Dona Josefa, da comunidade quilombola Sítio Alto, em Simão Dias (SE), já esteve presente em muitas dessas mobilizações. Ela conhece bem a importância de lutar pelos seus direitos. Há bem pouco tempo, a comunidade em que vive não tinha nem posto de saúde. Para ela, o impeachment representa a volta de uma burguesia que não se conforma em ficar fora do poder.
“As pessoas dizem que o Brasil está numa crise que não acaba. Então o remédio é tirar a presidenta? O que eles [deputados e senadores] fizeram foi um desrespeito ao pequeno produtor. Nós votamos de livre e espontânea vontade, escolhemos aquelas pessoas, e eles mostraram que são os donos do poder e chegaram lá e arrastaram [Dilma], sem saber se a gente estava achando bom aquilo ou não.

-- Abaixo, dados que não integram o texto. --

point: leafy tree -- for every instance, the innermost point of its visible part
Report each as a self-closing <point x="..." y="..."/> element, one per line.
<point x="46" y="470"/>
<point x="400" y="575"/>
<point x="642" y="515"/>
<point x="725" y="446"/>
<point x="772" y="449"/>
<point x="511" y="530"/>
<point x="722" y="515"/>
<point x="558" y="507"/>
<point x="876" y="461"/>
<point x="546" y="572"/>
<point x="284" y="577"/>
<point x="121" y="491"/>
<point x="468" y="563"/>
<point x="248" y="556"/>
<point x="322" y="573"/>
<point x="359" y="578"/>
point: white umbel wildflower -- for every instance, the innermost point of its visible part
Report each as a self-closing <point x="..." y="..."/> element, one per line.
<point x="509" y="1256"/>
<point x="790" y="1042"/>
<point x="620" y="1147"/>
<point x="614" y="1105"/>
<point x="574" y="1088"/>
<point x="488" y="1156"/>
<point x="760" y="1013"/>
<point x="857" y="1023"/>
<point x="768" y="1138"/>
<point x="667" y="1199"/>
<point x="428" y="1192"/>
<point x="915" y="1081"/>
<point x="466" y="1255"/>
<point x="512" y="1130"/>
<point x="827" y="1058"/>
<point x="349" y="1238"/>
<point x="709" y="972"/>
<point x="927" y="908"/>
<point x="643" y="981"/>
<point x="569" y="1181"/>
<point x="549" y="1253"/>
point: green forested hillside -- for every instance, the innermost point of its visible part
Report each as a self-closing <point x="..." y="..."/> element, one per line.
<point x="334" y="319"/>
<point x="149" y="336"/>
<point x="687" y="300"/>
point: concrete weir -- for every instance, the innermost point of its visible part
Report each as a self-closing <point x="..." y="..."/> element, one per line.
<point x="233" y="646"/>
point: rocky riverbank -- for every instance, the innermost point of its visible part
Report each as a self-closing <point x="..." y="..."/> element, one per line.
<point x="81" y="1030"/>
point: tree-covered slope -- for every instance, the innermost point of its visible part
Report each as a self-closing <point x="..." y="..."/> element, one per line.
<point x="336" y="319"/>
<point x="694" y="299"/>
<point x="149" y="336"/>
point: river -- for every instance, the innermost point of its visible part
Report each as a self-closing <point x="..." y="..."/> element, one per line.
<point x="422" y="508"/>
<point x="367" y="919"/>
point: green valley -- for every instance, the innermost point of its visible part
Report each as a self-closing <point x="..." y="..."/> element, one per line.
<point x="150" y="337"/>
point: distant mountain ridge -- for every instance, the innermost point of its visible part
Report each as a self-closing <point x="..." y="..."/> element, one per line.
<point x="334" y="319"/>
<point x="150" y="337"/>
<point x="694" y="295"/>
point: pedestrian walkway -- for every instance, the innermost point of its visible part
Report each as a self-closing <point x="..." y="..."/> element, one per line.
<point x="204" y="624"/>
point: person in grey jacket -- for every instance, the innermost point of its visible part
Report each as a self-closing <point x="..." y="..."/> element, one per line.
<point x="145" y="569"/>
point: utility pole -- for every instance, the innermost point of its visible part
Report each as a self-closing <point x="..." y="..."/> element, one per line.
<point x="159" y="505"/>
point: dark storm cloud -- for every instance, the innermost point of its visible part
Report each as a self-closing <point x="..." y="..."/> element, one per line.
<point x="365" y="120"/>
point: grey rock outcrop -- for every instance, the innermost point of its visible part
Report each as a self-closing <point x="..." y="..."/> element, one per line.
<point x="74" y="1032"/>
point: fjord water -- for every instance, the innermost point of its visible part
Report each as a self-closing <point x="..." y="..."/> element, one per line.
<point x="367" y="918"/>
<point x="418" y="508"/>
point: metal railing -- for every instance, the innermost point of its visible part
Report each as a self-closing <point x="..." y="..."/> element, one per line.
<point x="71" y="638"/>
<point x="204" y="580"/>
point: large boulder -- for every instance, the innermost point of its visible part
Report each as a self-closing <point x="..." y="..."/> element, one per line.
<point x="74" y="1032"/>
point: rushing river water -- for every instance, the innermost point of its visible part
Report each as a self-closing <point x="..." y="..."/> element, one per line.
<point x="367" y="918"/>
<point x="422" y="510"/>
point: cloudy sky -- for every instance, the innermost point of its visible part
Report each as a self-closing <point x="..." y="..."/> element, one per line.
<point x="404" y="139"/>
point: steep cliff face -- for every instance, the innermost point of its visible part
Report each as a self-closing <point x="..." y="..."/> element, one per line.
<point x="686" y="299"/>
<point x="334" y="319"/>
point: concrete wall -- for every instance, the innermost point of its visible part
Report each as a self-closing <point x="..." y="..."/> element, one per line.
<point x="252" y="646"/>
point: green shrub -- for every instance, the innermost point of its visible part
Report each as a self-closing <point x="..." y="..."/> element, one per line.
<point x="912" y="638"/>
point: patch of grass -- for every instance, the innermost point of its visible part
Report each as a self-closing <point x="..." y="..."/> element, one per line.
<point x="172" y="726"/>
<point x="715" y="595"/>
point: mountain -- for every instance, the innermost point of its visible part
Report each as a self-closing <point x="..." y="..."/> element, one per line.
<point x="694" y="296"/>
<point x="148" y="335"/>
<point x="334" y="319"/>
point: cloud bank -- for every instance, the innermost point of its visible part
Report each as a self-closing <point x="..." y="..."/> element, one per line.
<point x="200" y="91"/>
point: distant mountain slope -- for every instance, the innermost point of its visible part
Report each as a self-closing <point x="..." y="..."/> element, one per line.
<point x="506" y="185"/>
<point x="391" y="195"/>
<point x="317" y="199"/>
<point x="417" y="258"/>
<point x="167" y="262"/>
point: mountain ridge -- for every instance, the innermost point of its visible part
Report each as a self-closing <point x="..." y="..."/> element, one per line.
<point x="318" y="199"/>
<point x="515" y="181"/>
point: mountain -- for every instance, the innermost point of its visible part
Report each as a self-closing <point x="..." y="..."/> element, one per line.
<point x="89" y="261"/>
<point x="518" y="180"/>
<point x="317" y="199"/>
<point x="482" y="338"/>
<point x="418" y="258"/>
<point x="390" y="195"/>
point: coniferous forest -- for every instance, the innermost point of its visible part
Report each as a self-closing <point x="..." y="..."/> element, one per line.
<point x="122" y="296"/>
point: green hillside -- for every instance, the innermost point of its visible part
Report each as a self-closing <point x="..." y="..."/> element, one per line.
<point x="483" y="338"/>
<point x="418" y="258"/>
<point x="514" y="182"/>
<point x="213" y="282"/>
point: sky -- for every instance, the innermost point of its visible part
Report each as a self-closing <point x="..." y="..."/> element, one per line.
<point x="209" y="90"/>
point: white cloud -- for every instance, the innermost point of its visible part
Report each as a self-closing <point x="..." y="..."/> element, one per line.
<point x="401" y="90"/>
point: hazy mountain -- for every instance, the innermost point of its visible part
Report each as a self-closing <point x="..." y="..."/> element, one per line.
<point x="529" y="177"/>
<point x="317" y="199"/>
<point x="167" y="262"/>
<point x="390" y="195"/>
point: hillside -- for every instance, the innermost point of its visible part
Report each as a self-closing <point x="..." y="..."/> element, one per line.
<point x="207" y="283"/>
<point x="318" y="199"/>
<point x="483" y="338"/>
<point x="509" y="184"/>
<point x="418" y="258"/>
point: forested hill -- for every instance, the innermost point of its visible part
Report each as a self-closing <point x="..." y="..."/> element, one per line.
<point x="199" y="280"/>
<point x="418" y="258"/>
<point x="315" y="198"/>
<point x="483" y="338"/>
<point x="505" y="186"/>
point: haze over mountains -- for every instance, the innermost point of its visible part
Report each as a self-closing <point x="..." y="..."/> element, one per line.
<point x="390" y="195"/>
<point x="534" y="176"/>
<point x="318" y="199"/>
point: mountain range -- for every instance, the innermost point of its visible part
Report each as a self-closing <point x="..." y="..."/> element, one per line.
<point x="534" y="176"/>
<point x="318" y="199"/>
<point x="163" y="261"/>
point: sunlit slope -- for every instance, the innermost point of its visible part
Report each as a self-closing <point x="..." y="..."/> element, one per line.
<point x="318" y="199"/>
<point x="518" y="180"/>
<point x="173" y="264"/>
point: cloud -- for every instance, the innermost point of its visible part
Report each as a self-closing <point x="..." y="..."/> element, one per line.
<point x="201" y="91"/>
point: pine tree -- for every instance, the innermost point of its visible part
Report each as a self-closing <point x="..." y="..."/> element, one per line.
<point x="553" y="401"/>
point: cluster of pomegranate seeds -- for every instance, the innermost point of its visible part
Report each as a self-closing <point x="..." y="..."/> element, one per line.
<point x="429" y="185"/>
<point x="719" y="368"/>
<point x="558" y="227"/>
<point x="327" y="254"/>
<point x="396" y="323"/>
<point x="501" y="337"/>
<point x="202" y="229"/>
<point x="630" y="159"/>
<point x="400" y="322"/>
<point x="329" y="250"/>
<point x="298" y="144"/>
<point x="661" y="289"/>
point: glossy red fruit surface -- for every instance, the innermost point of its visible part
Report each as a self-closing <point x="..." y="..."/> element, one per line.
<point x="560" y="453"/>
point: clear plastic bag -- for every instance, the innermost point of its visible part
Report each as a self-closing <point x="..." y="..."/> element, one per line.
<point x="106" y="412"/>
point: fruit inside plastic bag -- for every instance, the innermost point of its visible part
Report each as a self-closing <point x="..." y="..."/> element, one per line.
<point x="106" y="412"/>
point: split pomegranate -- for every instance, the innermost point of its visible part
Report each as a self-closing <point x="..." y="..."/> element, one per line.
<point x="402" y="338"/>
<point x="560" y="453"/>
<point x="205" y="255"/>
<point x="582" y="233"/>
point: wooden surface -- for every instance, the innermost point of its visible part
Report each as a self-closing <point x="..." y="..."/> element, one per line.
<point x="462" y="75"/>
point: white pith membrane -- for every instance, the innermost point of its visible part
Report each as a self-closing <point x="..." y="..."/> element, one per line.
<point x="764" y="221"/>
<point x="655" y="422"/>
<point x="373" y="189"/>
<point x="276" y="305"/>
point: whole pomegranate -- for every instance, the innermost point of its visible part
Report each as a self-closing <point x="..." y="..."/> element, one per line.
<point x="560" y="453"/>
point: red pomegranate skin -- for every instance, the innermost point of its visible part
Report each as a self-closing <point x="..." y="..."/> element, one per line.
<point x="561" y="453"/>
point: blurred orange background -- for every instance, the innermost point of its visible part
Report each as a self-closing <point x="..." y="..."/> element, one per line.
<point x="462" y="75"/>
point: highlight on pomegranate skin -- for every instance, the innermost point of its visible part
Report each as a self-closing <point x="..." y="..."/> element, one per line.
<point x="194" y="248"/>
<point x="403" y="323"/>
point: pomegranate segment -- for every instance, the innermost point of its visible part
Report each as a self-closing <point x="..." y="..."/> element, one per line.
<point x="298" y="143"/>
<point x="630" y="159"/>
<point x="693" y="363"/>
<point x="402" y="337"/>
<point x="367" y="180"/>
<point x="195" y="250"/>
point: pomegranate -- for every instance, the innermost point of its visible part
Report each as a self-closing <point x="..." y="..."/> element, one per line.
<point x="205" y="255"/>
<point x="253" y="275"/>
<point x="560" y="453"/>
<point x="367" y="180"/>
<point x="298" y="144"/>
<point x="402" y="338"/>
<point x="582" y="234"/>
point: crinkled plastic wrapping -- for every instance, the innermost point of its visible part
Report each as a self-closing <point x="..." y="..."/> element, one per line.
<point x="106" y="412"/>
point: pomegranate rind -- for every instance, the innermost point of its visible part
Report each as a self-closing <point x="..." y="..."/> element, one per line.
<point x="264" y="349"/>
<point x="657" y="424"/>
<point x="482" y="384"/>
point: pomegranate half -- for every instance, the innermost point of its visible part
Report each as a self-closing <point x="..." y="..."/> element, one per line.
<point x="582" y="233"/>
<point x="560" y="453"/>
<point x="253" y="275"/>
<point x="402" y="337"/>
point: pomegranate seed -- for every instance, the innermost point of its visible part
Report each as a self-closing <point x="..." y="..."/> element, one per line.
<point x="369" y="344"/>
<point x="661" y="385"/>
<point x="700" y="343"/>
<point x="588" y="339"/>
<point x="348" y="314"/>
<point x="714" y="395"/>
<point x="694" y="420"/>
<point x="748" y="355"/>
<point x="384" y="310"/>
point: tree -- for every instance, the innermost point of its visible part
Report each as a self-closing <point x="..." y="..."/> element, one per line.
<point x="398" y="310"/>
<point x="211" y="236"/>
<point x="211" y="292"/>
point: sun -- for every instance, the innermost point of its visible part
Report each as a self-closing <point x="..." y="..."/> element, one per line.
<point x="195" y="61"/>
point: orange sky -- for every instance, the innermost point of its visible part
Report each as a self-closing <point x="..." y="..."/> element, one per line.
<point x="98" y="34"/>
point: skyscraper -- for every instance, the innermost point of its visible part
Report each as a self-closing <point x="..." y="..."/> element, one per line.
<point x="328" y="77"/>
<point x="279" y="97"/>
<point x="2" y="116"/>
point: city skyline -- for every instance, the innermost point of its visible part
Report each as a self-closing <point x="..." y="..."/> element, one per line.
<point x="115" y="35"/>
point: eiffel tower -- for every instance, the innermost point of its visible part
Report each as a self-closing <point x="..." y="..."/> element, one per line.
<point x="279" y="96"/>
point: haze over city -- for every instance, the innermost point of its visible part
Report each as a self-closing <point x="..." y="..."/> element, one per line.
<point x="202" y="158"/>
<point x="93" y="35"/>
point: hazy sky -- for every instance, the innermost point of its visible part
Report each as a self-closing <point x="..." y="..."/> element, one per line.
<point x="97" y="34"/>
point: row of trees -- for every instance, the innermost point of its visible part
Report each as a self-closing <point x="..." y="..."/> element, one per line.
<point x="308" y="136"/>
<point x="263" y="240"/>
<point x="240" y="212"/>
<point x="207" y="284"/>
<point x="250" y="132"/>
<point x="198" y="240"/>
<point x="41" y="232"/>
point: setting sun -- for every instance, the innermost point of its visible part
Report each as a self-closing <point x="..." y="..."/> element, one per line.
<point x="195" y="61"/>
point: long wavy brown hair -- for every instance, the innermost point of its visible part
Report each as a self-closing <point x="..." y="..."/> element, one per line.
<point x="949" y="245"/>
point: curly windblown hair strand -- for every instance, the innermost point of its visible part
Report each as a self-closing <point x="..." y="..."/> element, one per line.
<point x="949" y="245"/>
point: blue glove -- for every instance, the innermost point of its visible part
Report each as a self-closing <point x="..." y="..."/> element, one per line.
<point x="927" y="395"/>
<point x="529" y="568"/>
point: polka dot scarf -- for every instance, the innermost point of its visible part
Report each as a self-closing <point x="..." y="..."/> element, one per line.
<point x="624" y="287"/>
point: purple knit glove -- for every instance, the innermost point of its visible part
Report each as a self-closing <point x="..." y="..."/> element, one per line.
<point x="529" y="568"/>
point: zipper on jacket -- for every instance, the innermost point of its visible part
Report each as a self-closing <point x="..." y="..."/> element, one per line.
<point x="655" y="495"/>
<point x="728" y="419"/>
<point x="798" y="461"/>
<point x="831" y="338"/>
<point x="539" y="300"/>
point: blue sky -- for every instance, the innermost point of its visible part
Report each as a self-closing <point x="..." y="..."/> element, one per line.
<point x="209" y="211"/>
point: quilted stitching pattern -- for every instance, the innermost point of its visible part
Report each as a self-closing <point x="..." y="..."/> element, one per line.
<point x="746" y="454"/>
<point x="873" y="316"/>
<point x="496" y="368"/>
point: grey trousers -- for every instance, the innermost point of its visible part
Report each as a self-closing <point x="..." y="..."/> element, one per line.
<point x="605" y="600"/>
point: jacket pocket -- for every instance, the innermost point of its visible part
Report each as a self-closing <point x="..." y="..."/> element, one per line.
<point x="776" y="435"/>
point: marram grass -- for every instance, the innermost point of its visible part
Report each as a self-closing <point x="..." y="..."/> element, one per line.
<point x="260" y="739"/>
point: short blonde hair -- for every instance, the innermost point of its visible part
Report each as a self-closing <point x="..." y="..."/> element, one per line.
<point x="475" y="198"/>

Eles deviam respeitar e considerar o voto dos pequenos”, desabafa.
Nesta quinta-feira (9), Dona Josefa e Lourdinha vão mais uma vez às ruas participar de uma mobilização no centro de Aracaju, em protesto contra a redução e perda de direitos sociais em menos de um mês do governo provisório de Michel Temer (PMDB). O ato deve reunir mais de duas mil pessoas do campo e da cidade na praça General Valadão, no centro da capital sergipana.
“Não vamos perder de vista o que foi construído por nós. E ir para a rua é uma estratégia de união e reafirmação de que existimos e temos uma pauta para o Estado”, diz Roselita, do Pólo da Borborema. “A gente tem que lembrar que existe um governo que quer exterminar os direitos dos jovens. Eles querem proibir a gente de ir às ruas e falar o que a gente quer. Querem tirar o direito da gente estudar. Então, a gente também tem que falar, ir às ruas, de mostrar a eles que a gente tem poder”, convoca a jovem Tainá.